The actual posting, once you have the video and the caption with tags, takes under a minute. Pick the music, paste the text, publish. That’s a task you can do yourself or hand to a team member. The hard part — the creative production — is what takes hours. That’s what the automation solves.
So I changed the delivery endpoint. Working with different Claude session — I think of them as teams, the front-end team, the back-end team, the automation team — we landed on Telegram. Easy to set up, developer-friendly, and Sharky already had his own bot from the system architecture. Each client, even each product, can have a dedicated Telegram receiver. From the client’s perspective, the agency does the work and delivers a message: visuals — one to ten images or a video — plus a text block formatted as a code block so you just tap to copy. No selecting, no formatting. Tap, paste, post.
We tweaked the delivery to avoid compression on visuals and to make the text element as frictionless as possible. The result is a deliverable that lets anyone post quality content in under a minute.

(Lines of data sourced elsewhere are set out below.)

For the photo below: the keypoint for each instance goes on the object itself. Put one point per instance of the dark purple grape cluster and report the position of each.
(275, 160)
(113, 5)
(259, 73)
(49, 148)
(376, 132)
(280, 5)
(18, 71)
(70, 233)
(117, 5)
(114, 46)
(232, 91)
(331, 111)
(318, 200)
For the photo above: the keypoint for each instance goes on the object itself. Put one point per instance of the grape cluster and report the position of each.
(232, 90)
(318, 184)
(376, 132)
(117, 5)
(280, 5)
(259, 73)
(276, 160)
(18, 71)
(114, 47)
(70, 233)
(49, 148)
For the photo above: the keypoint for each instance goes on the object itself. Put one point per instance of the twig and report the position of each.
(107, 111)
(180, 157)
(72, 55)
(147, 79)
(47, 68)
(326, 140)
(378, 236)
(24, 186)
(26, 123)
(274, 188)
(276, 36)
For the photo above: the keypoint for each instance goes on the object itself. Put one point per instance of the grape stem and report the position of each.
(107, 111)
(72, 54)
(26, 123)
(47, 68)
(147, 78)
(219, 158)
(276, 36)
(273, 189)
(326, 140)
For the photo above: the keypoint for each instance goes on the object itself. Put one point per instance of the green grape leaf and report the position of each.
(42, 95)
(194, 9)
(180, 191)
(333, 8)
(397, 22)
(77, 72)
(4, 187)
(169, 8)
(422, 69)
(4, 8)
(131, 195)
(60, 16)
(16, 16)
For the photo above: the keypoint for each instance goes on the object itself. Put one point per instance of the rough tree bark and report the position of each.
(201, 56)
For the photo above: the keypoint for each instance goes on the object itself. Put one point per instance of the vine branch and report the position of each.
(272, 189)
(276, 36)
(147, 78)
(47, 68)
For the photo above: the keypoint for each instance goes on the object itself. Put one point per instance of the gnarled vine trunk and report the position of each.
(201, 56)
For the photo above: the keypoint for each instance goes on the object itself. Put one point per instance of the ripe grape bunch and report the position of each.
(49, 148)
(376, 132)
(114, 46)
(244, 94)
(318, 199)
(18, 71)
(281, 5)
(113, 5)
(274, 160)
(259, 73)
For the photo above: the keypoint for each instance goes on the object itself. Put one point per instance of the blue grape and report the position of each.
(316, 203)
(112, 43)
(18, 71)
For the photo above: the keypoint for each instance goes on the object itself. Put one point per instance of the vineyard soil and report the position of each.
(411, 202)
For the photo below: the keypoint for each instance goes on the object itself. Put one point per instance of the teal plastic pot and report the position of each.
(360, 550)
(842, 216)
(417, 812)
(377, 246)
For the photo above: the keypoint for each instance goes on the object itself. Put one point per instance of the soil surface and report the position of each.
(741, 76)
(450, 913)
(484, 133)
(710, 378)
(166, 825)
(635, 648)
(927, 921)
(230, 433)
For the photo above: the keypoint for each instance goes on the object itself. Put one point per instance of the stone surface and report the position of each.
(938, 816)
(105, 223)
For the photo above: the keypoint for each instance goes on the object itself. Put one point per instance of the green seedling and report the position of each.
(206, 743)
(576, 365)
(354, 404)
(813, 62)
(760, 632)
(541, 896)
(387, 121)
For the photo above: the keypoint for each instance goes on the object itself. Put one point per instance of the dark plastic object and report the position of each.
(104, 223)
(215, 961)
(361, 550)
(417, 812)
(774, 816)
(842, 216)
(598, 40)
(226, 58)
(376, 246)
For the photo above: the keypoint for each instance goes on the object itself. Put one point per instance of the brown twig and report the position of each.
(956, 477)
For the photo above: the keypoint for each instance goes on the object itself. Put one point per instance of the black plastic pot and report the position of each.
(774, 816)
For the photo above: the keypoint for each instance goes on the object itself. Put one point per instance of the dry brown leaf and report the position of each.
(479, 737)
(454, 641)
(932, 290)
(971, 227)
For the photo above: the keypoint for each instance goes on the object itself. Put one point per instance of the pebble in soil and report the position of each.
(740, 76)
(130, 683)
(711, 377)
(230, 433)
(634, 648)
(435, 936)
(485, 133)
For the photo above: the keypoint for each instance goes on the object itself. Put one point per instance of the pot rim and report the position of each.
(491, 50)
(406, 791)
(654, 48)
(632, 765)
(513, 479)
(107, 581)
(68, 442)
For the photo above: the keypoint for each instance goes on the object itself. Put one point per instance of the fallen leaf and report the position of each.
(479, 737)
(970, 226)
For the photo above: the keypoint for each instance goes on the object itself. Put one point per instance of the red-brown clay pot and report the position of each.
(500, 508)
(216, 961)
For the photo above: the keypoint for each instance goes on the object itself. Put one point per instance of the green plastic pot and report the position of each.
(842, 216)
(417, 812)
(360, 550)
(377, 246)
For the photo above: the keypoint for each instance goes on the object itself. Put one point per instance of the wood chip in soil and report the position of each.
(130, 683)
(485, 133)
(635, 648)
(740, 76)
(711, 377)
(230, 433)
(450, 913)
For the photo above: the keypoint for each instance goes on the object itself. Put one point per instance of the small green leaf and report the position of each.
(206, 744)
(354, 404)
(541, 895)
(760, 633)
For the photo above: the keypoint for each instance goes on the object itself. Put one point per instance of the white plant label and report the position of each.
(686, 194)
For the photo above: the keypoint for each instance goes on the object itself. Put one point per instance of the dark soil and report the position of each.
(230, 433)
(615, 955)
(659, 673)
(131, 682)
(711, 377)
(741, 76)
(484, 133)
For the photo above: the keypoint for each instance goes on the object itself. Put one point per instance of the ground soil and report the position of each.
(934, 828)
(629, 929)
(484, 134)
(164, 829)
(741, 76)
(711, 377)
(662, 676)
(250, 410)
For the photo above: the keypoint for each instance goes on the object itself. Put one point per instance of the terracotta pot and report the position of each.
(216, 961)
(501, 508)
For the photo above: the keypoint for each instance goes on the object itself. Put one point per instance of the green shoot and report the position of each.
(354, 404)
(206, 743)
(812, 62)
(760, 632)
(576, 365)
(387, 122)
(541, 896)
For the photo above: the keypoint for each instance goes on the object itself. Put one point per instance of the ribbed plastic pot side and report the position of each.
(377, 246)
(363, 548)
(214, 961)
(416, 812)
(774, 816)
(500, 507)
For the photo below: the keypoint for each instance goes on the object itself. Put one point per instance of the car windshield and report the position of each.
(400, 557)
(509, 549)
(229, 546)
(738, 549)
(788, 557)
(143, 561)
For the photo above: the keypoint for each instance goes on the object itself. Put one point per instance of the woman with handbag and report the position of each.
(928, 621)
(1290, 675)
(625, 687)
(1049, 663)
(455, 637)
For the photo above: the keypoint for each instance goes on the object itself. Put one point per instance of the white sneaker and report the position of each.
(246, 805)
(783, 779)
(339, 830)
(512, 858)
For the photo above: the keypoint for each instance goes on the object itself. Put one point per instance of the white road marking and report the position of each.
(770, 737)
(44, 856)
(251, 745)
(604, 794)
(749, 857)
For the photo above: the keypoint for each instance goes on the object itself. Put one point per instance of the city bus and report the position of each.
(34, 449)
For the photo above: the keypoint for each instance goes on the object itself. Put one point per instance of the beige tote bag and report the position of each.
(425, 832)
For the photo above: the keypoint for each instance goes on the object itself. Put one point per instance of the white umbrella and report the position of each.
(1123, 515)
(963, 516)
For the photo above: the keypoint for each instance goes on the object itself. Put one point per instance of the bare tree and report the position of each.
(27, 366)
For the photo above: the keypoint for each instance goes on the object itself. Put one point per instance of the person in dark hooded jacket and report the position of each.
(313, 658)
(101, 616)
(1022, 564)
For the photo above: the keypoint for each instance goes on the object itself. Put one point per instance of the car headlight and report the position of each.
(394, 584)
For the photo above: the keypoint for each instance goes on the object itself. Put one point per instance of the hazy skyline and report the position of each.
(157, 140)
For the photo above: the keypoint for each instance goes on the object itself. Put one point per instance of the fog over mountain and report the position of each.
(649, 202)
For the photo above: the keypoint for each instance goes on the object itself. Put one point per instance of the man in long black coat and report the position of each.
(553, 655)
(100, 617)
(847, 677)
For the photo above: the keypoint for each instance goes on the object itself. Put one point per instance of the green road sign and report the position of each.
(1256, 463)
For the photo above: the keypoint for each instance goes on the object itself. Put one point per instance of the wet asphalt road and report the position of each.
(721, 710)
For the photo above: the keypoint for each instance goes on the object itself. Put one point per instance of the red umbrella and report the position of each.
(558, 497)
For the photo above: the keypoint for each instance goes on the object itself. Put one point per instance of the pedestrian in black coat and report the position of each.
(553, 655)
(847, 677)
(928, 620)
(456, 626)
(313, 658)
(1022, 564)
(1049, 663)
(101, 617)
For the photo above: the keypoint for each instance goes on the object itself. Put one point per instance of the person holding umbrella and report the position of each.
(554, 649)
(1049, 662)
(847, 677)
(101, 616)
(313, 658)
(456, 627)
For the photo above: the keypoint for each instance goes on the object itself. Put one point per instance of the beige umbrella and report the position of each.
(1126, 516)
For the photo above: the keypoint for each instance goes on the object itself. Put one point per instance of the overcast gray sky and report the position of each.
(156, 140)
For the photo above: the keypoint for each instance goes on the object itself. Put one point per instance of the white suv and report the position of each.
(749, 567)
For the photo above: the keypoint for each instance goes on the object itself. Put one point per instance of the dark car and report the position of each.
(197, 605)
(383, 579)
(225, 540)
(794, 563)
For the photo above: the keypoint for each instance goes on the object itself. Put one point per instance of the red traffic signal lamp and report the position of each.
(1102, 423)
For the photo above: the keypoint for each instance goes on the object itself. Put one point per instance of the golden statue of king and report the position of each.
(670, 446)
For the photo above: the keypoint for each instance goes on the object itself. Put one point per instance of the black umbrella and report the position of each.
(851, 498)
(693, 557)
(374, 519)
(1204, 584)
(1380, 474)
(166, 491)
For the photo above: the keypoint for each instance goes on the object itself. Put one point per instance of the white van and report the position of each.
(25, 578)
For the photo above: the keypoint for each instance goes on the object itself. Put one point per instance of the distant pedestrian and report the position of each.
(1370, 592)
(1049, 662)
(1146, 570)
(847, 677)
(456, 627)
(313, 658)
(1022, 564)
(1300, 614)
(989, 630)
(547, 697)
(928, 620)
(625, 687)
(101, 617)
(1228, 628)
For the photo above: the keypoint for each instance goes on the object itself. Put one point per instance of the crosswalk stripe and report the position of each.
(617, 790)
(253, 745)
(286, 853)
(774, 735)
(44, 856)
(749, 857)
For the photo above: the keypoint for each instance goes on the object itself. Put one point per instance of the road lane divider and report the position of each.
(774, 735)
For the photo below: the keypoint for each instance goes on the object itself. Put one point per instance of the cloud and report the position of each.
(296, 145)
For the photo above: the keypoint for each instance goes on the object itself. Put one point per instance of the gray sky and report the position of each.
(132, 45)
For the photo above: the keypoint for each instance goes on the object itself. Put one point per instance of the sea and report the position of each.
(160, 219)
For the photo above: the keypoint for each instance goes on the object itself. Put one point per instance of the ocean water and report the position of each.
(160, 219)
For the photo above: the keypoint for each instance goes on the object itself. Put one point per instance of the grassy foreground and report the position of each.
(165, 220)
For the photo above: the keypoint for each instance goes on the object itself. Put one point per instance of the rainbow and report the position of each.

That’s the real product. Not full autonomy — not yet. A production pipeline that turns a brief into a ready-to-post package, a full series of campaigns, delivered to your phone, for cents instead of hours.
What This Changes
Working with these models taught me something that applies far beyond content automation. They’re exceptional at focused, well-scoped tasks. Image generation, voiceover, data processing, text composition — individually, each step is remarkably capable. But the orchestration, the context switching, knowing where to draw the line between automation and human judgment — that’s still the human’s job.
A fool with a tool is still a fool. You need to know what you’re building before you start building it. And sometimes you need to build it wrong first to understand where the actual boundaries are.
Charcoal International is operational. The structure handles onboarding new clients, producing on-brand content across formats, and delivering it ready to post. For small businesses — the kind I work with — this changes the economics of content completely. Professional, consistent, on-brand social media presence without the agency retainer or the hours of manual production.
The Instagram ban stung for about two hours. Then it became the best lesson of the sprint: the technology works. The platforms are still catching up to what that means. Some of them, like X and TikTok, are already there. The rest will follow or diminish.
And that random selfie — the one I thought I’d lost — turned out to be the most memorable moment of the whole project. Me, unaware, caught by my own agent, posted without my permission. That is scary, beautiful, totally fun at the same time.